EXAMINING NETWORK TOPOLOGY
Regardless of data representation, networks of interconnected biomolecules in the cell and the concept of the human diseasome offer an opportunity for data analyses that aim to increase our understanding of why particular diseases co-manifest their phenotypes more often than others. The hope is that variants of network representation of these data and the new tools for their analyses will lead to novel approaches for disease diagnosis and treatment and aid drug discovery [83]. Even though only ∼10% of human genes have a known association to diseases [84], such limited knowledge about disease genes has still yielded insight into the link between network topology around a gene and its involvement in disease.

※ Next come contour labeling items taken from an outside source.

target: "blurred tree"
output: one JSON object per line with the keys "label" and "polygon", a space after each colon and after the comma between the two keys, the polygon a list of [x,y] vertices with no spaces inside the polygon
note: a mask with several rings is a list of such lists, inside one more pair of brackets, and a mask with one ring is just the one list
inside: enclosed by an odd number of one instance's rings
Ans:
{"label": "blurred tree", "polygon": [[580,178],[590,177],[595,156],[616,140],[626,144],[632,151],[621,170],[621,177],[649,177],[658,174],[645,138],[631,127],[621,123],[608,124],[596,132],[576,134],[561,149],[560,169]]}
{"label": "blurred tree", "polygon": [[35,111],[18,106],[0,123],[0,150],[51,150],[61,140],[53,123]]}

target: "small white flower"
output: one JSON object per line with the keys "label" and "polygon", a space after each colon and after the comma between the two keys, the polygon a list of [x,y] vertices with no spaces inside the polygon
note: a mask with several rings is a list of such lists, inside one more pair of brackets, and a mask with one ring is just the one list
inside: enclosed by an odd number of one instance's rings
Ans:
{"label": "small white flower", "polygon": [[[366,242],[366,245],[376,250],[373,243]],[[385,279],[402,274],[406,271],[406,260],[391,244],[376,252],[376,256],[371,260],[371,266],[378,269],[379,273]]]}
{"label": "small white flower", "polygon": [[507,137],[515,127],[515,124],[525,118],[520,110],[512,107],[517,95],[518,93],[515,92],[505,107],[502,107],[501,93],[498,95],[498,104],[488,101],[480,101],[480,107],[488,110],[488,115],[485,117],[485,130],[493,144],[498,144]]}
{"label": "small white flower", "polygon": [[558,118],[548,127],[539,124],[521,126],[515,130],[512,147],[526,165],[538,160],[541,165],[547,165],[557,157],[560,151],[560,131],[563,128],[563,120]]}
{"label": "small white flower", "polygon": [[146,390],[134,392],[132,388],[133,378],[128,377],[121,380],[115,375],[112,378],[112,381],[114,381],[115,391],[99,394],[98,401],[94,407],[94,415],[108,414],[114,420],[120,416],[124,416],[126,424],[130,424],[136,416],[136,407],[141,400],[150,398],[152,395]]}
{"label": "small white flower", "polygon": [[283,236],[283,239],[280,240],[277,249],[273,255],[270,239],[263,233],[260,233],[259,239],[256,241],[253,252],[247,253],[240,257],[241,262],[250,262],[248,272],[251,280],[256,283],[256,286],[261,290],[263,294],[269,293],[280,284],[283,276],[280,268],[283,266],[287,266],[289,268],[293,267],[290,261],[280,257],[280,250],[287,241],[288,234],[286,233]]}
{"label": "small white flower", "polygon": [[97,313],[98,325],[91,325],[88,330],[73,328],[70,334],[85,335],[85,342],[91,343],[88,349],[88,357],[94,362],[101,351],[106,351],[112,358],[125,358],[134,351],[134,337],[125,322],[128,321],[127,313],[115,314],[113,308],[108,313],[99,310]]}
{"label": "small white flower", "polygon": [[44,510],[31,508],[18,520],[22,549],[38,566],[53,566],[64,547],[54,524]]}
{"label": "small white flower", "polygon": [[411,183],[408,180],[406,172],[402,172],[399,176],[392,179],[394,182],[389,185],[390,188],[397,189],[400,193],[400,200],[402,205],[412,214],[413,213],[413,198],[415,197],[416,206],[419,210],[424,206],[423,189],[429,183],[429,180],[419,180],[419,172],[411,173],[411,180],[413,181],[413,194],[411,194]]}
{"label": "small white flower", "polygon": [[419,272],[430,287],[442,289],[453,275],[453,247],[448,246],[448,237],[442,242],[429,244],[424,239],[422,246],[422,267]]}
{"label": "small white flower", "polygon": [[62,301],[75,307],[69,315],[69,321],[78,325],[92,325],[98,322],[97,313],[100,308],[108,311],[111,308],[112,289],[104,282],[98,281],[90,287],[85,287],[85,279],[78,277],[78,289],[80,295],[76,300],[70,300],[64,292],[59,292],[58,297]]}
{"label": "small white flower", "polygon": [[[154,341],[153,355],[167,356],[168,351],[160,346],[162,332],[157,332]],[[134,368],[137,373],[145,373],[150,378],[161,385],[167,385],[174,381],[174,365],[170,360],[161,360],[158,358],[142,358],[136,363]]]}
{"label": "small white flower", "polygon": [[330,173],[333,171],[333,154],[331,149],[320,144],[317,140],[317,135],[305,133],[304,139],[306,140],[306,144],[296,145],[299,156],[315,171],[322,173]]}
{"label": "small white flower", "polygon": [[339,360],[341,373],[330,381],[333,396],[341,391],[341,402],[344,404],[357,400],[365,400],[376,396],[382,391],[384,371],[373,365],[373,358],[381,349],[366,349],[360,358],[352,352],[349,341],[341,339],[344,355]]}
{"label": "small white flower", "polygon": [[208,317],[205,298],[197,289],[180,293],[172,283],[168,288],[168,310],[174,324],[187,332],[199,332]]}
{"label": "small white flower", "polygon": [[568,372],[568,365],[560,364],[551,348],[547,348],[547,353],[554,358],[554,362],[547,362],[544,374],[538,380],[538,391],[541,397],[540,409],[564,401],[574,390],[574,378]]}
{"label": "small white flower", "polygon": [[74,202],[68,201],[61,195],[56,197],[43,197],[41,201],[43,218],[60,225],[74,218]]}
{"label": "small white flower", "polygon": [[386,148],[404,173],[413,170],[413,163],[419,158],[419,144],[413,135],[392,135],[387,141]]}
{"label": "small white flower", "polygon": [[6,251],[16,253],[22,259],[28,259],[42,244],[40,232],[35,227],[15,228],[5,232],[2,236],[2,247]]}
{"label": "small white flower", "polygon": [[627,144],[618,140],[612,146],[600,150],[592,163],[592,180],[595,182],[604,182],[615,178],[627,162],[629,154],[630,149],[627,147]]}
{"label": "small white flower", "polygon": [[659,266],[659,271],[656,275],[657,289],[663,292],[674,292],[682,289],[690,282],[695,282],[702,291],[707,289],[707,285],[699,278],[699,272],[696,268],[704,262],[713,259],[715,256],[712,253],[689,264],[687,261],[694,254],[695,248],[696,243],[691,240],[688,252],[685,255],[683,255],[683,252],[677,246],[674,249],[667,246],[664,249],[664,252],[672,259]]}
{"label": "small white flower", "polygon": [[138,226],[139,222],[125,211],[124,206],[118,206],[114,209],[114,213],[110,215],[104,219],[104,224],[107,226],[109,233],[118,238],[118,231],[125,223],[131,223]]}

Since proteins are the main workhorses of the cell and they aggregate to perform a function, PPI networks have been analysed to elucidate cellular processes and disease. Early studies tried to use very simple methods to analyse PPI networks and link their topology to biological function [85–92]. For example, it was noticed that essential genes in early PPI networks of baker’s yeast obtained by Y2H methods tend to code for hub proteins [85], which was later refuted on more recent PPI data [93]. Also, it was postulated that there is a negative correlation between the connectivity of a gene and its rate of evolution and concluded that hub-coding genes are older and tend to evolve more slowly than non-hub-coding genes [86–88]. The number of phenotypic outcomes upon the removal of hub-coding genes has also been examined [55,89]. Similarly, 346 cancer-related proteins have been shown to have, on average, two times more direct interacting partners than non-cancer-related ones [91].
However, using such simple analysis methods on noisy data that are obtained by biased data collection and sampling may lead to questionable conclusions [46–55].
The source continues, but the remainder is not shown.